Here's a shout-out to all you ELT aficionados out there - those who have embraced the call to use the Netezza machine for hard-core data processing, and not just query acceleration. What's that? You've deployed it as a query accelerator because that's was your functional requirement? Tish-tosh, you are under-utilizing the machine.
In ELT space, we see data arriving on our machine's eastern shore like immigrants from a foreign land. Give us your poor, tired and huddled data, and buried information yearning to be free, and all that. We need liberation! (a subject of another like-minded site) and the big-black-box is a beacon to collect the uncollectable, love the unlovable, and process the unprocessable data arriving in completely un-integrated form. We see information from this source or that, arriving on rafts, boats, inner-tubes and the like, and we want to believe that all are created equal, yet our process for assimilation and naturalization of the data has an uptake, doesn't it? Perhaps we'll stage the information (give it a green card) and maybe even load it partially-cleansed into an ODS - but one way or another we have to challenge the information, make it consumable "enough" even when it first arrives.
ELT is a practice already found in many RDBMS's, engaged by people who have no desire to purchase middleware, and honestly believe that pulling the data out of the database, processing it only to put it right back, is a waste of time and resources. Fire up a stored procedure, they will say, and process the data on the machine. Isn't this the most efficient means to achieve our goal?

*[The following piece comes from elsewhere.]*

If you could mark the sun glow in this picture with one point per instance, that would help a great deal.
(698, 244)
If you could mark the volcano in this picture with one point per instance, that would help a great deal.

On the Netezza machine, you bet. We have hundred(s) of processors working in purpose-built synergy toward this goal. But on an SMP-based RDBMS, no way. It won't scale and is destined to run out of gas. It's only a matter of time. And because we would have to use stored procs to affect our outcome, we also embrace a black-box processing scenario that really is black, lights-out, underground, all the bad things. Our poor operators will watch it kick off, run for hours and hope it finishes on time, and correctly. Once it becomes visible to an operator or admin, it's already running out of gas, and now we'll watch the engineers swarm to do what they do best - engineer - and the danse-macabre of propping up a dying process with artificial respiration.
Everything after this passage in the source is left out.